Switzerland is a ludicrous example, which is not an example for anything except of the benefits that can accrue to a small country which latches onto the global economy rather in the manner of a parastite. Secretive Swiss banking rules and a personalised tax rate for the perversely wealthy tax exiles are what allow the Swiss their high standard of living - this cannot be extended on a European basis - not every country can be a tax haven. Swiss manufacturing benefits most from protection not from a low tax regime, if it didnt have a degree protection then far eastern manufactures would pour into their country as happens in our own when their is a reduction in tax rates or a rise in income.

I'm not sure who you mean by "indolent slobs"? The unemployed, sick, elderly people, MP's, chairmans of the board? Is cosmetic surgery on the NHS whats taken the "Great" out of Britain, a novel idea but I dont think it's the case. Hostels and soup kitchens for the long term unemployed, a miserable idea - your presumably a fan of the old Work Houses and the good old Poor Law. Again this would effect a relatively small number of people, would be brutaly humiliating for them and would probably cost nearly as much as it would save and make little difference to Public Finances. Reducing the NHS to a casualty department, well that would save a few bucks and a hellish amount of people on low or no pay from pensioners to children could potentially have their lives brutally curtailed or their future health ruined by having to live under that regime.

Whats called "survival of the fittest"? - sounds familiar, a few murderous individuals in history have parrotted that line, or a variation of it. It might be a motto for you but for many it is a sign of barbarism.
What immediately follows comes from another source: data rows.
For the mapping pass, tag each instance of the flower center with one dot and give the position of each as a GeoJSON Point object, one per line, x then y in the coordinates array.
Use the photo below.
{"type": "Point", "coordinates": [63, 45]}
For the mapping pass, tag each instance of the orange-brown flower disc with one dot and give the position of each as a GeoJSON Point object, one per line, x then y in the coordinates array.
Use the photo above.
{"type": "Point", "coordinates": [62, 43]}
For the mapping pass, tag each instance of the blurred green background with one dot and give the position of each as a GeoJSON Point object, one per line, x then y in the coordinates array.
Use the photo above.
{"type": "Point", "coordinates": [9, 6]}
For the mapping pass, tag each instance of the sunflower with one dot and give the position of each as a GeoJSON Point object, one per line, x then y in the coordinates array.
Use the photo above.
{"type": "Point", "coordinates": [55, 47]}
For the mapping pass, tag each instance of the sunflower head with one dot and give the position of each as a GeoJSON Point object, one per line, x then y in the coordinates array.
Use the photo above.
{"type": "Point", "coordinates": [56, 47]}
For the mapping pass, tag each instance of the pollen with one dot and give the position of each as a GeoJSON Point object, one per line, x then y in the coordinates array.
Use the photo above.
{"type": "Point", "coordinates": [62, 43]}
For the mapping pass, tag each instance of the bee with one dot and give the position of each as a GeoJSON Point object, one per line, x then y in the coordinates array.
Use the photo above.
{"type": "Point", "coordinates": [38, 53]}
In reply to an earlier post on 13 Nov 2009 14:08 GMT
Last edited by the author on 13 Nov 2009 19:49 GMT
 Tony Roberts says:
I've no idea why so many extremist postings appear here, but I'd like to make a comment on this 'far right' issue. Its something the media and politicians have tagged, erroneously, so that the general public now believe that fascism is the far right of politics.
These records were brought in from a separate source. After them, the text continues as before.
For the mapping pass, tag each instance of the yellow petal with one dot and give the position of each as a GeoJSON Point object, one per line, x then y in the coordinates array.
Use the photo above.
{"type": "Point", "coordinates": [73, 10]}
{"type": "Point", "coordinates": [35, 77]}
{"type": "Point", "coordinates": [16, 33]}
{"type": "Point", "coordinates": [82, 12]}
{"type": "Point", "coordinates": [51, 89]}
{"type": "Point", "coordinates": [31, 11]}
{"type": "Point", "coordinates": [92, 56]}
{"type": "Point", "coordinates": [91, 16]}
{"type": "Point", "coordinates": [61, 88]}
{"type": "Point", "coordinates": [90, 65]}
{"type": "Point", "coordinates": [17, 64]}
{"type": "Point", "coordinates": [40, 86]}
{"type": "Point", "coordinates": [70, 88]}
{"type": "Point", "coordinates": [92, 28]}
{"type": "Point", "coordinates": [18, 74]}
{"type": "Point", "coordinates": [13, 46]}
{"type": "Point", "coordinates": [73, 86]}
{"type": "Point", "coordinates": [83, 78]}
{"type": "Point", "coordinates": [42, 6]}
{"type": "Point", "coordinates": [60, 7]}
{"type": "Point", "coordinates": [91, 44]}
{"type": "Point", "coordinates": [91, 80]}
Its not. The axis left and right is in fact not the degree to which liberalism or authoritarianism a person opines, but the degree of economics a person believes in. The 'far left' is correctly identified as communism or extreme solicalism, but what exactly is that, and what does make someone a communist or extreme socialist. To my mind its the belief that wealth and so forth is shared out amongst the general populace, for 'society'. This is what, after all, socialism was named after.

The opposite of this is extreme capitalism, the making of and keeping of wealth for one own's benefit. We live in a capitalist society, both Tory and Labour parties espouse capitalist doctrines, and therefore are by association right-wing parties. The BNP is an extremist party given to racist and fascist views, but this does not put them to the far right, as erroneously labeled by the media. Surprisingly their economic intentions put them slightly to the left of centre. Would you call Mugabe or Stalin far right politicians? No, they are or were (in Stalin's case) left wingers but authoritarian ones.

The old liberalist left-right thinking comes from the French legislative assembly of 1793 and is so out of date it has no place in today's economic and liberalist axes.

So to be accurate its not right to refer the BNP as 'far right' as they are certainly not capitalist. Fascist yes. Racist yes. Far right, no. After all, the Nazi party in Germany was the National SOCIALIST German WORKERS party. They, too, were more of a Central party than left or right. Both of Britiain's big two parties of 2009 stand far to the right of both the BNP and the Nazi party. How does that sit with everyone? Do you believe that this is why politicians are all too ready to brand the fascists 'far right'?